Kalau soal penanganan hukum kasus ini, kata dia, maka itu merupakan urusan pihak kepolisian. Itu sama sekali bukan ranah perusahaan kami. Jadi sangat tidak fair mengenai adanya pemberitaan mendia online yang justru seolah sangat mendiskreditkan perusahaan kami, terkait kasus ini.
Lanjut Zul, kami bisa saja memfasilitasi pihak korban untuk mengadu ke pihak kepolisian. Namun kami sangat menghargai permintaan pihak korban dan keluarganya sendiri agar kasus ini ditutup, dengan alasan malu.
Dia lanjut mengemukakan, bahwa perusahaan kami sama sekali tidak pernah intervensi atas ditutupnya kasus ini. “Jadi dengan alasan malu itulah, sehingga pihak korban dan keluarganya sendiri yang meminta langsung, supaya kasus ini ditutup saja,” tandasnya.
Zul menilai bahwa sangat liar pemberitaan sejumlah link berita online terkait kasus ini.

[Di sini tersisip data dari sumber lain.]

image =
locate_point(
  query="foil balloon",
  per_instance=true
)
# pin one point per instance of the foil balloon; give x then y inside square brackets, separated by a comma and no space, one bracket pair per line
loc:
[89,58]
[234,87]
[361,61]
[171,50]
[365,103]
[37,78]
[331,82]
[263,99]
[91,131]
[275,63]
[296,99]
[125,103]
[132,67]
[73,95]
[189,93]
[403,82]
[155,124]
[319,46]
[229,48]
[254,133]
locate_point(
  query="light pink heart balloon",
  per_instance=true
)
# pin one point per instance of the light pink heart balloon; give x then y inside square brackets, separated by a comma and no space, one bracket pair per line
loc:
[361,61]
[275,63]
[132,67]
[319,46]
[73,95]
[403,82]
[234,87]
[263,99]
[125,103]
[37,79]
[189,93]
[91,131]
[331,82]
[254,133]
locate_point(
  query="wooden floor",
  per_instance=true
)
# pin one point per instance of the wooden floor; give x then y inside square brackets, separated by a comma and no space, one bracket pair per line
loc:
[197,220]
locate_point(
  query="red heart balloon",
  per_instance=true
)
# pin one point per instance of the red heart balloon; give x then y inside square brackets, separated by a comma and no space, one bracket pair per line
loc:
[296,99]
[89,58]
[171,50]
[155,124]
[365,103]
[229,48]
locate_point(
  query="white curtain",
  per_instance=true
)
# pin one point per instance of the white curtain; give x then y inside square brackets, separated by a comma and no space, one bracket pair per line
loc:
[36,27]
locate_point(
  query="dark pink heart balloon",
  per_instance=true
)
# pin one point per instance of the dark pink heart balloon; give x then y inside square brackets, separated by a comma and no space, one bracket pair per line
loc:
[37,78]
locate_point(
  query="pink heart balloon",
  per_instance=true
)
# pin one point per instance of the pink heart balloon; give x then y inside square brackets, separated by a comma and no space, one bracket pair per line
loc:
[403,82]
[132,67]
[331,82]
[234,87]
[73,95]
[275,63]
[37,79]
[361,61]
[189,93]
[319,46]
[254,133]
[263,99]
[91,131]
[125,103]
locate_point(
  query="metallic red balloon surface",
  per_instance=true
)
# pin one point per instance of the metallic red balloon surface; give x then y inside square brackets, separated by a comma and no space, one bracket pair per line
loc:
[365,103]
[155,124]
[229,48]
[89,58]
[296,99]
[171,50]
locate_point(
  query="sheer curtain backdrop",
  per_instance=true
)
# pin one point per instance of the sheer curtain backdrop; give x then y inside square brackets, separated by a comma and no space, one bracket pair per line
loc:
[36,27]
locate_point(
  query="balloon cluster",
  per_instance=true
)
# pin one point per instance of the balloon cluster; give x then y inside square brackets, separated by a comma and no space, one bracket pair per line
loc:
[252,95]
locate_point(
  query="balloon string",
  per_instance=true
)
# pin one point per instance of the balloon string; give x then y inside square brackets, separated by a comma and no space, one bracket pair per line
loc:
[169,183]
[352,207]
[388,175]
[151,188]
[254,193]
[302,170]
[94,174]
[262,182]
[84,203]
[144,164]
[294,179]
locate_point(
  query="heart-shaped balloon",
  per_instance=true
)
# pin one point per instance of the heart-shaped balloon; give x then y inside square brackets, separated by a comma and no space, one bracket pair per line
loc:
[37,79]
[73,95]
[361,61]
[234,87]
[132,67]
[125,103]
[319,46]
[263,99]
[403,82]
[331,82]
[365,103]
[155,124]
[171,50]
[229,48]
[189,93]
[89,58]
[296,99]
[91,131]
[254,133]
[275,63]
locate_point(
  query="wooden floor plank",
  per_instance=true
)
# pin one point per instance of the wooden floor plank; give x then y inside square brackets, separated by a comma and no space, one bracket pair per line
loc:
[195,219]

Soalnya tanpa terlebih dahulu menkonfirmasi pada pihak korban atau pihak keluarganya, tapi justru langsung di blow up menjadi komsumsi publik.

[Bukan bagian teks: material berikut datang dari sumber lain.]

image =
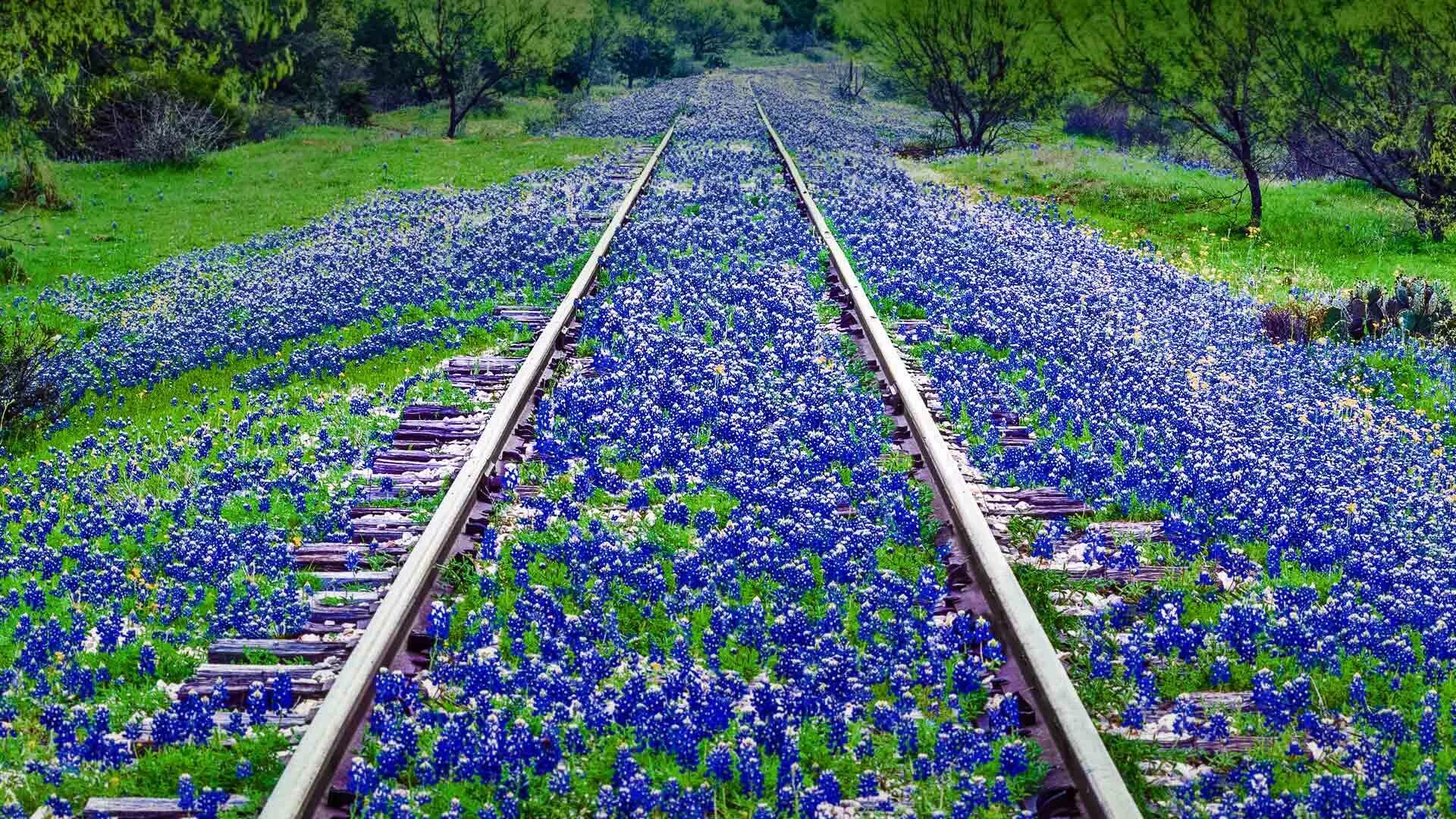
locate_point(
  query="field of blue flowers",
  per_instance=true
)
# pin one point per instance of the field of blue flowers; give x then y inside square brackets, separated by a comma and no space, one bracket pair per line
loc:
[231,403]
[718,591]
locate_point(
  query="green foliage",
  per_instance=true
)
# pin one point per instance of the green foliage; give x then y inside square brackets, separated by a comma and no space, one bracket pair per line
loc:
[1375,82]
[254,188]
[27,392]
[711,27]
[1320,234]
[1201,64]
[11,268]
[982,64]
[642,52]
[476,49]
[58,60]
[1411,308]
[31,181]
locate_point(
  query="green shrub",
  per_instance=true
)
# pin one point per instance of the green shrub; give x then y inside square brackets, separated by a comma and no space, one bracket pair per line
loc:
[353,104]
[30,394]
[11,270]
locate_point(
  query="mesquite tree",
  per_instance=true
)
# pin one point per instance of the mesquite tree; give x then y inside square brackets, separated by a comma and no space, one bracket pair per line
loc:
[982,64]
[1204,63]
[1378,85]
[476,47]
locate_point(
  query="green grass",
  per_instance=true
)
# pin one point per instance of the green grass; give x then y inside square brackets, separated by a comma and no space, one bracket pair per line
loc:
[261,187]
[1323,235]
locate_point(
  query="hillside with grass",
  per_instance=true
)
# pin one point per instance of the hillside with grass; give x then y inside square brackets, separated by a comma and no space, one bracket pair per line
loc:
[1323,234]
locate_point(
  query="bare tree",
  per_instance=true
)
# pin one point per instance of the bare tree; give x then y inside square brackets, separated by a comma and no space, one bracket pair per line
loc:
[476,47]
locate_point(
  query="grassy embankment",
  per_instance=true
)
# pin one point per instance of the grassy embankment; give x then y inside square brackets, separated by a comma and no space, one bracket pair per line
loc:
[130,218]
[1321,235]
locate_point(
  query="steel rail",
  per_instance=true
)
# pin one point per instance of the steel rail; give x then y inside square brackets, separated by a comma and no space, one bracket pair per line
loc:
[1101,789]
[306,779]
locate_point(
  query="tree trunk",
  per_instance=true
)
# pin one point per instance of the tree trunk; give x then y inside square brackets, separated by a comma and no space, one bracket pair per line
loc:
[1251,175]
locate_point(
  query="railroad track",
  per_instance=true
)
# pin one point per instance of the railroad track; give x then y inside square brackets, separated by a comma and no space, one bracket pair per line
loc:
[373,620]
[376,588]
[1084,779]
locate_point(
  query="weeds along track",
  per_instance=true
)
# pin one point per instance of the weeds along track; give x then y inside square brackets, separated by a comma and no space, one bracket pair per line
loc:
[981,579]
[370,591]
[707,554]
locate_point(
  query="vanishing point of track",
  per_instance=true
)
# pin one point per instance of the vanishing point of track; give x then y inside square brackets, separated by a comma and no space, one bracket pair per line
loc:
[1084,781]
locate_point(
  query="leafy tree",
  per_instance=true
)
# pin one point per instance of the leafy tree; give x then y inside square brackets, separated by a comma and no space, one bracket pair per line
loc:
[58,58]
[476,47]
[642,52]
[397,74]
[799,15]
[1376,82]
[979,63]
[1204,63]
[593,49]
[711,27]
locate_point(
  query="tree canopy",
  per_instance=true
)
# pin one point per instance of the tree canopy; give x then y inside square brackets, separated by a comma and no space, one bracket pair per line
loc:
[982,64]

Sedangkan Aktivis Pembela Arus Bawah, Rahmat K Foxchy mengaku siap memberikan advokasi pendampingan pada pihak korban apabila diminta. “Ya, kita siap memberikan advokasi pendampingan proses penanganan hukumnya pada pihak kepolisian, apabila diminta oleh pihak korban dan keluarganya,” ujarnya saat dihubungi melalui handpone-nya ke Jakarta.

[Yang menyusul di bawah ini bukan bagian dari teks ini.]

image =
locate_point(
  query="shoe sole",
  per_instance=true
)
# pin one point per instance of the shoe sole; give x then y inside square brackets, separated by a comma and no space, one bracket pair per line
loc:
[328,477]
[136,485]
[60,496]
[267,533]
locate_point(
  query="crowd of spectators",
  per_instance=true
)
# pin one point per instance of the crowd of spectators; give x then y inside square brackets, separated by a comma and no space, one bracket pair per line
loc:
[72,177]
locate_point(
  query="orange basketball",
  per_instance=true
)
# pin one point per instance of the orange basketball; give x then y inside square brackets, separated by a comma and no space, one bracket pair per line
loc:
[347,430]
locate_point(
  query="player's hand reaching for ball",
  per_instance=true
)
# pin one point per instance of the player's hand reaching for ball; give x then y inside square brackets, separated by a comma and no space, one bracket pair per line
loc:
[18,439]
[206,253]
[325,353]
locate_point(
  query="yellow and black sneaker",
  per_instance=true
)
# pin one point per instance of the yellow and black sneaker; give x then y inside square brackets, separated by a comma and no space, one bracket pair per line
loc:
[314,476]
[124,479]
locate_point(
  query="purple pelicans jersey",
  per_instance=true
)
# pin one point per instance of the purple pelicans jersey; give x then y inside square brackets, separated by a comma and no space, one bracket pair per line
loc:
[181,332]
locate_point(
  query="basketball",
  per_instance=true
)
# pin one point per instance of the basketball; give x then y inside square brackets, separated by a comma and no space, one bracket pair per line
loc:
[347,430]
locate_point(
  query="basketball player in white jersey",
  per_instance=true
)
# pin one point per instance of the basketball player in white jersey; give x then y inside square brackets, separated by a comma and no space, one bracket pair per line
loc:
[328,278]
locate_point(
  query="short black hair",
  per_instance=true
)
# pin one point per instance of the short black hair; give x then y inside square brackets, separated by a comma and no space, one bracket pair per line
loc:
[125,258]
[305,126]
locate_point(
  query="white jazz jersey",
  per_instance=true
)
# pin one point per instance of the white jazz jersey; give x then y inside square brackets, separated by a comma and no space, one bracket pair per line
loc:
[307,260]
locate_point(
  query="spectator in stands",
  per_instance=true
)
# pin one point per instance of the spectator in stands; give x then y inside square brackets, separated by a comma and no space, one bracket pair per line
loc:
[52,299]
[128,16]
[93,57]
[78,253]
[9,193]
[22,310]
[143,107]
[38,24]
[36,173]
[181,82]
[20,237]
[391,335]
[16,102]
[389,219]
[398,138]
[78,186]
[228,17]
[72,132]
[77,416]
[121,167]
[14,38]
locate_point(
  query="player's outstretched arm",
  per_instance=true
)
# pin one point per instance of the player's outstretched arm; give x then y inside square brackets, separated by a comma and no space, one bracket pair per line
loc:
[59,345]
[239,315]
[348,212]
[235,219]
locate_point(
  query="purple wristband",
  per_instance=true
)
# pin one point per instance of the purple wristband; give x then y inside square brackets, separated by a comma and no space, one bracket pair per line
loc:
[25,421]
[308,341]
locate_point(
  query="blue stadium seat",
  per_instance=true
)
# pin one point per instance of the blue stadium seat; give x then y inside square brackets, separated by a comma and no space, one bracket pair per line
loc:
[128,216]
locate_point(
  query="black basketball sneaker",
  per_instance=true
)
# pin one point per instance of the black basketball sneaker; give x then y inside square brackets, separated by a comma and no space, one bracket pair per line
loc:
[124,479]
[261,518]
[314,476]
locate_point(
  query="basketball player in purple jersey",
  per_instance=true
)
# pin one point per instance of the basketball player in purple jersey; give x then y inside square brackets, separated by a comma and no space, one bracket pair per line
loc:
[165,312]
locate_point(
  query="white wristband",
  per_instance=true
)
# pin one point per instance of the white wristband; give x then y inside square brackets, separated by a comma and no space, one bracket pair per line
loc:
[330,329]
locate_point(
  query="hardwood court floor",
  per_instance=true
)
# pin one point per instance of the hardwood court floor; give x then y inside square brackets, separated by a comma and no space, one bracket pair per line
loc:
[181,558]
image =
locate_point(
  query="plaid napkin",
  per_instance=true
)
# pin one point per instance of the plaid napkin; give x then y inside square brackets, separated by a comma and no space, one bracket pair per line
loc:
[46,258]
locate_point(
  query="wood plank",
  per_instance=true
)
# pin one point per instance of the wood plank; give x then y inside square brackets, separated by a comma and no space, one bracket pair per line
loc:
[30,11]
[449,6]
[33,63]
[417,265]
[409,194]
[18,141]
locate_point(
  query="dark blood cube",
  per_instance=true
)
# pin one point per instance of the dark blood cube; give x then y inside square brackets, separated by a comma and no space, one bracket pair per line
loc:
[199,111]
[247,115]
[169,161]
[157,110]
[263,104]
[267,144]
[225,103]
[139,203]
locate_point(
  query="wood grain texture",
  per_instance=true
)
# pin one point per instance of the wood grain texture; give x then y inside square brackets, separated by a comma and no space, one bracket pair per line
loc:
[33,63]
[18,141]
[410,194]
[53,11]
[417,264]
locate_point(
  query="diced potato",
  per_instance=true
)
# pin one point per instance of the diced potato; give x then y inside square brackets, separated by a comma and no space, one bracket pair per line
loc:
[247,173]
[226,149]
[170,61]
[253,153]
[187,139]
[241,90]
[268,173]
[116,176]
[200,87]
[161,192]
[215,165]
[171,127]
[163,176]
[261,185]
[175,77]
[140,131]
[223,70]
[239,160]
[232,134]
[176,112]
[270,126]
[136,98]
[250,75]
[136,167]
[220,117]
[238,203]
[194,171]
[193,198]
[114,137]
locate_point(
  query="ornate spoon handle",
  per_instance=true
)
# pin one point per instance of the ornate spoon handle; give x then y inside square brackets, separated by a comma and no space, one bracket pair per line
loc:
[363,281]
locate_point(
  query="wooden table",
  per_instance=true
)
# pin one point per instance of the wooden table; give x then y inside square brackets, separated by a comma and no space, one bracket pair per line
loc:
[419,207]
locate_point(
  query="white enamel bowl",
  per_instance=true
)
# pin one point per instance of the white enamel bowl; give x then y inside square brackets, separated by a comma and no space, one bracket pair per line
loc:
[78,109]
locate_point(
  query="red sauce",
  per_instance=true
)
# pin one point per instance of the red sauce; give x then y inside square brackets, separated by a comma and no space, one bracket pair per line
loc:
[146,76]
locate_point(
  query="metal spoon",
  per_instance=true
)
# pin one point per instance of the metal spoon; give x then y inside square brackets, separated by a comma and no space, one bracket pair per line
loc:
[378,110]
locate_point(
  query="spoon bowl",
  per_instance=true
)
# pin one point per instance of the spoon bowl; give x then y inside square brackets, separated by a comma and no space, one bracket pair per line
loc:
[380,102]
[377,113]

Aktivis LSM yang juga kerap disapa Bang Foxchy ini sangat mengapresiasi pihak management PT BMS telah mengambil langkah sanksi etis untuk memecat karyawannya yang diduga kuat sebagai pelaku pelecehan seksual tersebut.
Bang Foxchy mengemukakan, bahwa posisi korban pelecehan seksual sebagai pelajar magang sangat tidak ada korelasinya dengan kewajiban management PT BMS.
Hal itu sangat terpisah, kata dia, sebab tidak ada sama sekali kewajiban pihak perusahaan, untuk memperkarakan kasus ini secara hukum, walau korban lagi magang pada perusahaan itu.
“Jadi yang berhak mengadukan kasus ini ke pihak kepolisian itu adalah pihak korban sendiri atau pihak keluarganya,” terangnya.
Karyawan organik PT BMS saja, lanjutnya, jika menjadi korban dalam bentuk tidak pidana apapun, selama tidak ada hubungannya dengan kasus yang sifatnya merugikan perusahaan. Hal itupun juga tidak ada kewajiban pihak perusahaan untuk memperkarakannya secara hukum.
Lebih lanjut ia menjelaskan, kalaupun pihak perusahaan ingin memfasilitasi korban, untuk membantu memperkarakannya secara hukum. Hal itu hanya karena faktor empati terhadap kepedulian moral saja.
Menurut pegiat civil society (masyarakat sipil) yang juga akrab disapa Bang Ories ini, apabila korban ingin mempergunakan haknya untuk mencari rasa keadilan, korbannya itulah yang berhak mengadukan kasusnya secara hukum. “Kalau korbannya sendiri tidak ingin mempergunakan haknya itu, kan tidak juga harus dipaksakan,” ucapnya.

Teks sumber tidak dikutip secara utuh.